La Sinfonia n°15, con la sua alternanza di tonalità di ebbrezza e di malinconia, può essere interpretata come un’allegoria della movimentata vita di un anziano e geniale compositore. La scelta artistica di Milano Musica, che ha affiancato precedentemente all’esecuzione del capolavoro šostakovičiano due brani contemporanei dalle atmosfere cupe e meditative, concretizza un percorso d’ascolto che ci richiama infatti a una riflessione spirituale situabile sull’estrema soglia di un’esistenza umana. Ricordiamo, a questo proposito, che il tema del Festival meneghino verteva sulla valorizzazione musicale dei caratteri di Hermes, Orfeo ed Euridice. Quale miglior brano del tardo Šostakovič è infatti in grado di coniugare la frenesia ludica propria del messaggero dell’Olimpo e il torpore languido di una catabasi se non, appunto, la Sinfonia n°15? Tuttavia, nella musica di Dmitrij Dmitrievič la convivenza tra istanti di gioco e di raccoglimento è impastata da un umorismo che dona una tonalità peculiare a tutta l’esperienza estetica dell’ascolto. In altri termini: soverchiati dalla malinconia apocalittica suggerita dall’Adagio finale, noi possiamo far emergere dal ricordo la squillante citazione al Guglielmo Tell di Rossini posta all’inizio del primo Allegretto per riempire lo spazio e il tempo rarefatto del quarto movimento. Rammentando quell’istante musicale sbilenco (che ha un tempo differente dall’originale) e fanfaresco (che è suonato dai fiati anziché dagli archi come aveva previsto Rossini) mentre ascoltiamo una tessitura musicale gravosa e amara, riusciremo infatti cogliere la squisitezza di una poetica e di una Weltanschauung in grado di sfumare umoristicamente i confini tra l’esuberanza vitalistica e la meditazione funerea.

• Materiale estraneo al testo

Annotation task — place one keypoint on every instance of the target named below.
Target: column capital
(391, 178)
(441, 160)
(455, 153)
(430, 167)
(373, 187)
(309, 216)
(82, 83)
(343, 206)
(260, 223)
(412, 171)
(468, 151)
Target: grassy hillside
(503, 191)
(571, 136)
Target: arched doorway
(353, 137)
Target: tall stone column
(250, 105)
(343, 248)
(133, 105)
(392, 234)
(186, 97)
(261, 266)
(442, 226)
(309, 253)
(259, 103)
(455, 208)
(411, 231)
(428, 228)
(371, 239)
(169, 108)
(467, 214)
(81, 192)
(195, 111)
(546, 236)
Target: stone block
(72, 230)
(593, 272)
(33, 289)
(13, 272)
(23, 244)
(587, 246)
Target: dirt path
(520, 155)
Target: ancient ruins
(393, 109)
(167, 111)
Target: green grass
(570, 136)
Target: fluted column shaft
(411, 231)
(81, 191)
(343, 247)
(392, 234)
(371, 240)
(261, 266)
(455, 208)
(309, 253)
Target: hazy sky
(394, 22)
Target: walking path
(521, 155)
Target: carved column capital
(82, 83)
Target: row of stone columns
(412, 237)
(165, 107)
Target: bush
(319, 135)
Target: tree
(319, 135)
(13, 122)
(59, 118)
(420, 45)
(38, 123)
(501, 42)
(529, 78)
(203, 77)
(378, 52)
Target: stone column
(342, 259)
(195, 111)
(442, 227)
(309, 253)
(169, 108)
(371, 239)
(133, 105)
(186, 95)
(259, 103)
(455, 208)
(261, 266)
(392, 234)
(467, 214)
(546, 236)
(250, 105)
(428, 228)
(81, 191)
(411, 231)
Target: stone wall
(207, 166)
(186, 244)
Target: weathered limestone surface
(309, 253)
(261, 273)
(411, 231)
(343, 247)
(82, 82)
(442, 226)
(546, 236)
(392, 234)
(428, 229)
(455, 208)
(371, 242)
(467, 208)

Dopo una Primavera šostakovičiana come questa appena passata, ci auguriamo che prestissimo si torni in Italia a scrivere nuovi saggi sull’opera di Šostakovič ed ad ascoltare la sua musica dal vivo, magari quella tratta dalla sua opera più trascurata dai repertori delle orchestre e degli ensemble. Perché non possiamo resistere all’umorismo che permea l’intera produzione di questo occhialuto compositore di Leningrado.